Why should there be a membrane AR? As discussed previously, there is a close association between androgen secretion and rewarding social behaviors. We can speculate that the increase in testosterone secretion that follows mating or fighting serves to reinforce the behavior. If so, it is necessary to have a rapid coupling of stimulus (behavior) and reward (testosterone). This can best be achieved through binding to membrane AR. In this regard, it would be of interest to determine if clamping androgen secretion during mating reduces the rewarding effects of sexual behavior.
Summary
Here we review the evidence that androgens are potent mediators of adult motivated behaviors, and further, that the timing of androgen exposure during development programs androgen-dependent motivated behavior in adulthood.
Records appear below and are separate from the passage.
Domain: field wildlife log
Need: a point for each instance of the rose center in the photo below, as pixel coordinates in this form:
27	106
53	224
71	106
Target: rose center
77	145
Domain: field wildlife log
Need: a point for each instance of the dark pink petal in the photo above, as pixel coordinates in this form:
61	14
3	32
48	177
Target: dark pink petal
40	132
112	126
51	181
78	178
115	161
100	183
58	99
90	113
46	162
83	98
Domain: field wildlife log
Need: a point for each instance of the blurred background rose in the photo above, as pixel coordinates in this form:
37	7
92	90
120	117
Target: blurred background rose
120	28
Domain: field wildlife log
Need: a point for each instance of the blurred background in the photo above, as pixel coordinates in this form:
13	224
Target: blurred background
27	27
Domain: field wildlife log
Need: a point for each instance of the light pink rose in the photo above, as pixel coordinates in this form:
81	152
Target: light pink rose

Anabolic steroids are fast becoming a favored drug of abuse by adolescents in the US. While AAS may not have the addictive potency of cocaine or heroin, we are just beginning to understand the potential for androgen reinforcement and addiction. In particular, as youth sports become more competitive, there is increasing pressure on developing athletes to use steroids, starting at younger ages. This trend is troubling in view of new evidence for steroid-sensitive neural maturation in adolescents.
Despite increased awareness by both the public and scientific communities of the profound neural changes accompanying adolescence, experimental study of the developmental neurobiology of puberty has been limited. Animal models of adolescent development are needed to investigate how the timing of hormone exposure during development increases an individual’s risk for psychopathology and drug use, and what types of experiences mitigate or amplify the behavioral effects of deviations in pubertal timing. For example, social factors such as peer influence exacerbate the effects of pubertal timing for substance and alcohol use (Biehl, Natsuaki, and Ge, 2007; Patton, Novy, Lee, and Hickok, 2004; Simons-Morton and Haynie, 2003; Wichstrom and Pedersen, 2001). Animal models of pubertal timing will also inform human research efforts, and potentially lead to more effective therapeutic interventions during adolescence.
Acknowledgments
We thank Eleni Antzoulatos, Cortney Ballard, Lucy Chu, Kelly Peters, Jennifer Triemstra, Jane Venier, Lisa Rogers, and Pamela Montalto for assistance with these studies. This work supported by grants from the NIH (DA12843 to RIW, MH68764 to CLS, and MH070125 to KMS).